Le chiffre est avancé par le Groupe de la Banque africaine de développement (BAD) dans son Rapport pays 2026, publié le 29 juillet. Intitulé « Mobiliser des ressources à grande échelle pour le financement du développement de Madagascar dans un monde fragmenté », le document analyse les perspectives économiques de la Grande Île et les moyens de réduire son déficit de financement.
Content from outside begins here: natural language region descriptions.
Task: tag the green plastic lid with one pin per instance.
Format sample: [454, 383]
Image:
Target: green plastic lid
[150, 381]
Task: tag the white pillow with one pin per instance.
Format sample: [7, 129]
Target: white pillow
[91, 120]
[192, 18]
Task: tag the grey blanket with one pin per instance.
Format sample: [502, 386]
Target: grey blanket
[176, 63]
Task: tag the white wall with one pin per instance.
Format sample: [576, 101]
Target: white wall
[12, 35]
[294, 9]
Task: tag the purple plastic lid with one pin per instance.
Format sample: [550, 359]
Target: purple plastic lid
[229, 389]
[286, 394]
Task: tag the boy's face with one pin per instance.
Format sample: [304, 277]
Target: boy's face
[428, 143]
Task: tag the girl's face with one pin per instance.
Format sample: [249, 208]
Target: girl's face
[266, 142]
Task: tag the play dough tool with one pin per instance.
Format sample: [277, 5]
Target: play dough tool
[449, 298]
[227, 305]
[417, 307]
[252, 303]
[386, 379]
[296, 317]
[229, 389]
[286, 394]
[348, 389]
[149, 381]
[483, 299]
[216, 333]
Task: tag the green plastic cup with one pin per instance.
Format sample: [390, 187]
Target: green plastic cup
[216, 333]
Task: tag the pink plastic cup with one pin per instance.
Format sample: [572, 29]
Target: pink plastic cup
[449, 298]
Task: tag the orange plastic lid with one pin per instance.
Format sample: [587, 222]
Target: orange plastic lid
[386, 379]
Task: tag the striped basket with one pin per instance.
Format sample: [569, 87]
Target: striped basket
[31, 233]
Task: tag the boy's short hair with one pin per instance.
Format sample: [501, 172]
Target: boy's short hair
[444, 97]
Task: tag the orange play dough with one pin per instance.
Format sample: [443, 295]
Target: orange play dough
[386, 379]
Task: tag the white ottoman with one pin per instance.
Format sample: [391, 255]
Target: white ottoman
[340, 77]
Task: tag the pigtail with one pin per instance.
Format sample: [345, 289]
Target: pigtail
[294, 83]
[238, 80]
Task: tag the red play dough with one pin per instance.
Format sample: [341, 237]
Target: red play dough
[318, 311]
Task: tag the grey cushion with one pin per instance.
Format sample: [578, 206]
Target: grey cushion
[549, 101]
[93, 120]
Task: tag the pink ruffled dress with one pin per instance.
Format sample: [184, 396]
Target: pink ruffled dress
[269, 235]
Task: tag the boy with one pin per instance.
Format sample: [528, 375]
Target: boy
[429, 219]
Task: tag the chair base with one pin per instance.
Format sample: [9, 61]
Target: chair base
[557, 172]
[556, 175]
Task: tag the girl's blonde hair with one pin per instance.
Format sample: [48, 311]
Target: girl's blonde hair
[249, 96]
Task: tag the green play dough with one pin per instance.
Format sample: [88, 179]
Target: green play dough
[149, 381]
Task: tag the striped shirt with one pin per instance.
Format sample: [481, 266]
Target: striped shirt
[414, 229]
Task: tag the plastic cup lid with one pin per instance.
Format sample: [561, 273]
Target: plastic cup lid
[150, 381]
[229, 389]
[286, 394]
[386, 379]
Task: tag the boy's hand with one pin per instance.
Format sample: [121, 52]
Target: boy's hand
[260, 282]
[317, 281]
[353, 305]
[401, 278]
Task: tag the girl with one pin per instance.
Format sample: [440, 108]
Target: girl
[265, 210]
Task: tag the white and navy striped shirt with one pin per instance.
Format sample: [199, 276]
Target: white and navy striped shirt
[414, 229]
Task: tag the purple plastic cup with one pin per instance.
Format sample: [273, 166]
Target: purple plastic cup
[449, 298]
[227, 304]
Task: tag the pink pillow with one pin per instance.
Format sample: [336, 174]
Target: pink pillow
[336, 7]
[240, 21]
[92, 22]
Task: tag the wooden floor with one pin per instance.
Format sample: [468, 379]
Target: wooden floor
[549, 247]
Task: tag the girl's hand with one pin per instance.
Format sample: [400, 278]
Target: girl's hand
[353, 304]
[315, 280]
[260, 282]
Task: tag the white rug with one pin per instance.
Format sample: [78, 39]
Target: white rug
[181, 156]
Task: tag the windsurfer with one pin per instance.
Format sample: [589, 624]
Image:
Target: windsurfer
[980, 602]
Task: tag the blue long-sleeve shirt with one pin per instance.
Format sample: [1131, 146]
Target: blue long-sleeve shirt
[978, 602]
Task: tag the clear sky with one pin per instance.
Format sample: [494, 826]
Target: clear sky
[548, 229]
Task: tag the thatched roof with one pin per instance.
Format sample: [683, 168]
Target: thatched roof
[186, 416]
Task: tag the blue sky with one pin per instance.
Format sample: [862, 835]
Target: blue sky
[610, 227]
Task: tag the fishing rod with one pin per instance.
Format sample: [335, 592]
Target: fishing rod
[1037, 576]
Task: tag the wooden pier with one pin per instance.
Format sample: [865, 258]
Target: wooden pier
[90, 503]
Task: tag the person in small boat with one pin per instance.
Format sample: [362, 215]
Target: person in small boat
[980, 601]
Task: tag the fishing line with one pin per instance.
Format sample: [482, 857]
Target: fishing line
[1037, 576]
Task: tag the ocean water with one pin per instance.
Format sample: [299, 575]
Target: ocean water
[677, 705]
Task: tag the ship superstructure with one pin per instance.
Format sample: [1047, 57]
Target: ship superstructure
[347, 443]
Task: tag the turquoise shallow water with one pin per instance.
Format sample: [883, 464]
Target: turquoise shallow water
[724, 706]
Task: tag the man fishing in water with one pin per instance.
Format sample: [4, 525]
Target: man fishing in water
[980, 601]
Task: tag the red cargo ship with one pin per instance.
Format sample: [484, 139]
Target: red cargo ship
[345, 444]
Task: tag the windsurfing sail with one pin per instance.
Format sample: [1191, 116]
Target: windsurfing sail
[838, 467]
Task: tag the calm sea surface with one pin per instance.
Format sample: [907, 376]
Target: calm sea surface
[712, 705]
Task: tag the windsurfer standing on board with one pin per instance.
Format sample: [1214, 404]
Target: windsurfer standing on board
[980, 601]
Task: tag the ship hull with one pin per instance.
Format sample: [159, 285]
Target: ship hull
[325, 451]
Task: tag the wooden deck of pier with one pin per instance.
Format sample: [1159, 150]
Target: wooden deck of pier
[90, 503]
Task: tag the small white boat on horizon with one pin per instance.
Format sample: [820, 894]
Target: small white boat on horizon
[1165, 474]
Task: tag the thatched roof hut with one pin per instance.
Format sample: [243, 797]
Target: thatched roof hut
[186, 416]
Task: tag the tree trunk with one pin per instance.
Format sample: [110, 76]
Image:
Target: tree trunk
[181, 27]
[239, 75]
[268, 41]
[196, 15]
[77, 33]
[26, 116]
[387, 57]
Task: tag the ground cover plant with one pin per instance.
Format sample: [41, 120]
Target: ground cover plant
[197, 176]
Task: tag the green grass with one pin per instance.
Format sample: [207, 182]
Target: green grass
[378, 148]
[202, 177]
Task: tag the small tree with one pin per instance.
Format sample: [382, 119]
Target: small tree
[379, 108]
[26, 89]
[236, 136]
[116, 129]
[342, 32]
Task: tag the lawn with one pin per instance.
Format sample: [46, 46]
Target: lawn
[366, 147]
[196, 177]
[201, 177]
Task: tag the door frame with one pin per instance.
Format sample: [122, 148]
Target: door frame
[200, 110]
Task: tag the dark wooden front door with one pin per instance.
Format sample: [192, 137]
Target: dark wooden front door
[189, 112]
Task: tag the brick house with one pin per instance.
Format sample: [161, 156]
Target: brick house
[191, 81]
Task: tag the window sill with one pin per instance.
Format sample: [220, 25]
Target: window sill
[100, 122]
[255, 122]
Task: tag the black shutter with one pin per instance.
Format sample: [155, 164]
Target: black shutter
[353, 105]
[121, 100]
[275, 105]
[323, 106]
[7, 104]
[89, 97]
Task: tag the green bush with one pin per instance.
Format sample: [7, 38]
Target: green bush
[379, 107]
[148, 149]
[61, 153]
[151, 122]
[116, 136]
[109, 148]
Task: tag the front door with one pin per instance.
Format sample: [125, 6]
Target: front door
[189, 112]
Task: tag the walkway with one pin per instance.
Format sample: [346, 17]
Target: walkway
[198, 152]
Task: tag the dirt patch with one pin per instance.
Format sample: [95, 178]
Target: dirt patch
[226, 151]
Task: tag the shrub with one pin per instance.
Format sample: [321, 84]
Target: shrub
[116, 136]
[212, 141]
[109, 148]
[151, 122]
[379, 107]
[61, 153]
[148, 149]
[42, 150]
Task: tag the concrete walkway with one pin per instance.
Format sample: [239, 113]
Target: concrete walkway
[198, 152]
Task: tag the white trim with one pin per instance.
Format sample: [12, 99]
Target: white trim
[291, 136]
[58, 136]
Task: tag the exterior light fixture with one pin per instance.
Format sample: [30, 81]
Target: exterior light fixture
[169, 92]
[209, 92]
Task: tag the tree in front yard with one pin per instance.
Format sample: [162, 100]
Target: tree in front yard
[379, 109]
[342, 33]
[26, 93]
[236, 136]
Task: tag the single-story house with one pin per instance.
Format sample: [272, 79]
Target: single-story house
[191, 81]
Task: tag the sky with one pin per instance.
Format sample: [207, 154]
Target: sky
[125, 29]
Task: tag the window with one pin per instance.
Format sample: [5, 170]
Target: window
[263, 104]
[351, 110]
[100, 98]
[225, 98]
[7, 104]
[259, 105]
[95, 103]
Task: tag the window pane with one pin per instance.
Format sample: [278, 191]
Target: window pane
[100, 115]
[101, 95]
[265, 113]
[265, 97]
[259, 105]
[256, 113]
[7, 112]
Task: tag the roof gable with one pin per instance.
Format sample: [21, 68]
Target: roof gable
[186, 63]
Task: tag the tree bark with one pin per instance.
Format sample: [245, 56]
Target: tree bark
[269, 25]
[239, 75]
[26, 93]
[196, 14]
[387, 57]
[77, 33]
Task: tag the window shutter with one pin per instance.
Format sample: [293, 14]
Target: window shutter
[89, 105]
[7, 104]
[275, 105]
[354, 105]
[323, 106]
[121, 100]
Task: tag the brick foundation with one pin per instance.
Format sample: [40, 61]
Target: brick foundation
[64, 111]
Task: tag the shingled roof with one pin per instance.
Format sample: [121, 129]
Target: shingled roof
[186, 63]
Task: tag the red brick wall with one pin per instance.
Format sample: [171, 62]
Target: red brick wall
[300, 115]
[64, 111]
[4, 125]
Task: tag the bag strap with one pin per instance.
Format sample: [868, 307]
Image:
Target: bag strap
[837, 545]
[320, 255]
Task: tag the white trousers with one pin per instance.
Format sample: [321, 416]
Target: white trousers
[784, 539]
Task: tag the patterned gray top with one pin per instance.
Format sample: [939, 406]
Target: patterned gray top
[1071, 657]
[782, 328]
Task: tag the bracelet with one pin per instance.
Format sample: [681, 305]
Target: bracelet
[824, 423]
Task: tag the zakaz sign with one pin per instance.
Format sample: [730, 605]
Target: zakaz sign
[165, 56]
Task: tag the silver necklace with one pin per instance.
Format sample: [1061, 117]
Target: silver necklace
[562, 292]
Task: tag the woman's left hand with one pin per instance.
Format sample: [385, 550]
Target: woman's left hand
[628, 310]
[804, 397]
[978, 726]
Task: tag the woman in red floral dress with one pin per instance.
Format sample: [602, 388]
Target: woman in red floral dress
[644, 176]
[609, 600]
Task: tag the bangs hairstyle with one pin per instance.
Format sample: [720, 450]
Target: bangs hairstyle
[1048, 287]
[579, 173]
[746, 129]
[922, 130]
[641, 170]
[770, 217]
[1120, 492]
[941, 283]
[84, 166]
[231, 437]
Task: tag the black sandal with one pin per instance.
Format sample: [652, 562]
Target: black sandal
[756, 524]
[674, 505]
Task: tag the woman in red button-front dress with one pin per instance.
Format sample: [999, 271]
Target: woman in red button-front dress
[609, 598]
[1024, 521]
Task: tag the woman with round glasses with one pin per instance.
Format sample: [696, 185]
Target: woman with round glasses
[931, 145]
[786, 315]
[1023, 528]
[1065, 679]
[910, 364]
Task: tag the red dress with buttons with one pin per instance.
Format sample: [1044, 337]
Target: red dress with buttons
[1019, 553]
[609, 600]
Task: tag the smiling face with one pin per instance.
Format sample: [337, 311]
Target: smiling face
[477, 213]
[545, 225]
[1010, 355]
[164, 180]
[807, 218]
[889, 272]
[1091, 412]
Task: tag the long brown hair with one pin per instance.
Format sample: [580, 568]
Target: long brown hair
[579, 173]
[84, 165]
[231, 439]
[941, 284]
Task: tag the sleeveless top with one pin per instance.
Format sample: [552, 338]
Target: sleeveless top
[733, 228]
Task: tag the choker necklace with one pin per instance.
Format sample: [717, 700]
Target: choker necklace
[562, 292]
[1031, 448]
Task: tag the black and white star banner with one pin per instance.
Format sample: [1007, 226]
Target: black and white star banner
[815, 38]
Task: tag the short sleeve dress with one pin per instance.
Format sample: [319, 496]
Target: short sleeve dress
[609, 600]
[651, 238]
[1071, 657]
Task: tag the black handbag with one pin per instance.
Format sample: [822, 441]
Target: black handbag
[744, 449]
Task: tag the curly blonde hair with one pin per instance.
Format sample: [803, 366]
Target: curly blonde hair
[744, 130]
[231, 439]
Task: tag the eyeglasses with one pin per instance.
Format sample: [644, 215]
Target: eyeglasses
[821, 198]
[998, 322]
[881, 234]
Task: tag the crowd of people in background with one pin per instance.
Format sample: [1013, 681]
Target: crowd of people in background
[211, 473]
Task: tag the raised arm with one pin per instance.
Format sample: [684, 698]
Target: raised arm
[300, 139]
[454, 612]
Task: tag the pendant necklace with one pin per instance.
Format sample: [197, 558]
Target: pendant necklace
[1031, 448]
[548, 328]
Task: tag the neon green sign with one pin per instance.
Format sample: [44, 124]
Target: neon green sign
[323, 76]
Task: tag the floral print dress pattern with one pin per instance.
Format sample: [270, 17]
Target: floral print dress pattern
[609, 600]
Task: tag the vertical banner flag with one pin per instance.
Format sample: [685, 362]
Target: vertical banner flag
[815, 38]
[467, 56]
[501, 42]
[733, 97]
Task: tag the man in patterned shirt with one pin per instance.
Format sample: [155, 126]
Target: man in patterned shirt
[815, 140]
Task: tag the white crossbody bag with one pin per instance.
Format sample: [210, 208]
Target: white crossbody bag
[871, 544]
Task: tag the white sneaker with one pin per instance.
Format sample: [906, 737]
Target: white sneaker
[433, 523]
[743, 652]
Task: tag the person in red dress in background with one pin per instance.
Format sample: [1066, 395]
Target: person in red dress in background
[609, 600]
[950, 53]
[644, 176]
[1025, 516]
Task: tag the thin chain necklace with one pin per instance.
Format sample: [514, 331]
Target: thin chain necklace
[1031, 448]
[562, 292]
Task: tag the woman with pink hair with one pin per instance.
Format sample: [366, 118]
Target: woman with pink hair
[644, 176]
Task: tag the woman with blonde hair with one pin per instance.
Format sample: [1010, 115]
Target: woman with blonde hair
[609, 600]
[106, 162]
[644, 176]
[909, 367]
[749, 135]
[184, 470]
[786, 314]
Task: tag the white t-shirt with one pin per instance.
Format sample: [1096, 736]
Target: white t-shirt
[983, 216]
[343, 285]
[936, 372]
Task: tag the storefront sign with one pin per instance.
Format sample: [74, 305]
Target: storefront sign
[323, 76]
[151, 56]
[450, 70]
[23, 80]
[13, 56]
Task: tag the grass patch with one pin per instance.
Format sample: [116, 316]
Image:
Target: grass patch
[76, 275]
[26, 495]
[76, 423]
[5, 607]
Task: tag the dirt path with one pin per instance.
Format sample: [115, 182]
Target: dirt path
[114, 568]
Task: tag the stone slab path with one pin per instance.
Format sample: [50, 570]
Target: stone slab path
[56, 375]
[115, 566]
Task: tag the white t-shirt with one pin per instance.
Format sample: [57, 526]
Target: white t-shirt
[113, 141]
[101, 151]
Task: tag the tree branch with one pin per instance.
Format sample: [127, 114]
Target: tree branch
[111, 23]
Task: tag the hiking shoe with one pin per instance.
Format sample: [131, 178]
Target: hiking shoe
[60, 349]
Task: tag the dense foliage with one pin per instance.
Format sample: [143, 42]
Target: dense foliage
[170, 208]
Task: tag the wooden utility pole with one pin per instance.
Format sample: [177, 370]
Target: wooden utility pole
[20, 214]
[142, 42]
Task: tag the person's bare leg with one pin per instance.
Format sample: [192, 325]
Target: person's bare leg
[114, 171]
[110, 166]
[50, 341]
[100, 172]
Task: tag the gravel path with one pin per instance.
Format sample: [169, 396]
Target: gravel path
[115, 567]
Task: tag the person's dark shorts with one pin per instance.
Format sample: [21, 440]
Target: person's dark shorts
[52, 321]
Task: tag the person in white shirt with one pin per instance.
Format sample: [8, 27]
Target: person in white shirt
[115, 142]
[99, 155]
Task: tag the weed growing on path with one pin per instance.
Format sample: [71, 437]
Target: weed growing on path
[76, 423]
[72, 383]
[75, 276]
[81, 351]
Un besoin de financement considérable
Selon la BAD, Madagascar devra mobiliser des ressources importantes, aussi bien sur le marché intérieur qu’auprès de partenaires extérieurs, pour atteindre ses objectifs de développement.
Le défi est d’autant plus important que l’environnement international devient plus contraignant. L’institution préconise donc de diversifier les sources de financement, d’améliorer la mobilisation des ressources domestiques et de renforcer la capacité de l’État à mettre en œuvre les investissements productifs.
Pour Adam Amoumoun, responsable du bureau pays de la BAD à Madagascar, l’accélération des réformes est devenue indispensable pour permettre au pays de mobiliser les ressources nécessaires à ses ambitions.
La croissance ralentit avant un rebond attendu
Cette nécessité intervient alors que l’économie malgache connaît un ralentissement.
La croissance du PIB est passée de 4,3 % en 2024 à 3,2 % en 2025, sous l’effet notamment des contraintes structurelles et des pressions extérieures.
La BAD prévoit une nouvelle baisse à 3 % en 2026. L’activité devrait toutefois retrouver une dynamique plus favorable à partir de 2027, avec une croissance projetée à 4,5 %.
Cette reprise serait notamment soutenue par les industries extractives, le tourisme et les télécommunications, ainsi que par la poursuite des investissements dans les infrastructures et l’amélioration progressive du climat des affaires.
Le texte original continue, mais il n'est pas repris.